Mining For Truth in Kentucky Route Zero
Kentucky Route Zero is a ghost story. The episodic point and click adventure game from the two-man team of Cardboard Computer digs deeply into Kentucky’s history and culture to create a game that explores the ways those who came before can impact us in subtle but inescapable ways. It’s a low-key, challenge-free, narrative-focused experience that conveys its meaning primarily through tone.
Kentucky Route Zero understands that history itself is a collection of ghosts. When we consider our past, we also consider the joy and the pain and the trials that made us who we are. It’s not a simple thing to examine the past—every historical event is loaded with meaning and emotion and certain truths which can be internalized in such a way that we begin to relate deeply to the people involved. We begin to feel haunted.
Kentucky Route Zero also feels haunted, a sensation partially created by the game’s deliberate nature. Nothing about it is rushed, from how we play it to how it was made. The pace is slow and considered, and that’s the attitude Jake Elliott and Tamas Kemenczy of Cardboard Computer had when making the game. Less “when it’s done” apathy than a planned and measured stroll through sacred themes and places, the game’s episodic structure is a perfect fit for realizing its thematic intent. With no strict release dates yet in place, they plan on releasing all five acts over the course of the next year, ending in January 2014. According to Elliott, players will likely have until April of this year to dwell on the first act.
The developers behind Kentucky Route Zero may be haunted by history themselves, if their creative output is any indication. The past work of Jake Elliott and Tamas Kemenczy is firmly rooted in the antiquated, demonstrated most cogently in an art installation called “Magic Matrix Mixer Mountain,” a cobbled-together sculpture made up of old broken computers, surveillance cameras, and other random equipment. While Elliott and Kemenczy were only two of several collaborators on this project, it seems to have set the tone for their work going forward. “Magic Matrix Mixer Mountain” is a technological ghost—a distinctly unnerving experience that reminds one of the uneasiness that nostalgia often ignores in a haze of discontentment. While so many of us pine for the “good old days,” Elliott and Kemenczy are here to remind us that the good old days had their own problems.
They seem to have made Kentucky Route Zero a reminder of the dangers of nostalgia and the realities of historical suffering nearly on accident. These themes seem understated at times, blunted at others—secondary characters in Kentucky Route Zero share their dilemmas with the protagonist, Conway, matter-of-factly. “One of the themes in the game is how debt can enslave us. Another is alienation of labor,” Elliott explains. “The worker’s life and safety are not aligned—the worker’s concerns are not aligned with the employer’s concerns. So they fall naturally into these exploitative situations.” Struggle in Kentucky Route Zero seems to result naturally, almost lazily, from the systems already in place. Characters seem to understand that they live in a world under a curse. It is not presented as a pressing matter because it is literally a living fact.
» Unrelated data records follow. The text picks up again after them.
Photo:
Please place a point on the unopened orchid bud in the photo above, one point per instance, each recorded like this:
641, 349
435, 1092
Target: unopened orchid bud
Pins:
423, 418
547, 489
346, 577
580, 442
It’s a game of exploration, not primarily of worlds or mechanics, but of established cultural moods and historical systems that are taken for granted by the games’ inhabitants. As Conway and Shannon, who act as alternating avatars for the player, descend deeper into the mines, they find themselves confronted with injustices inflicted on an entire work force that existed a generation ago. They weren’t searching for ghosts, but when they found them, they couldn’t turn away.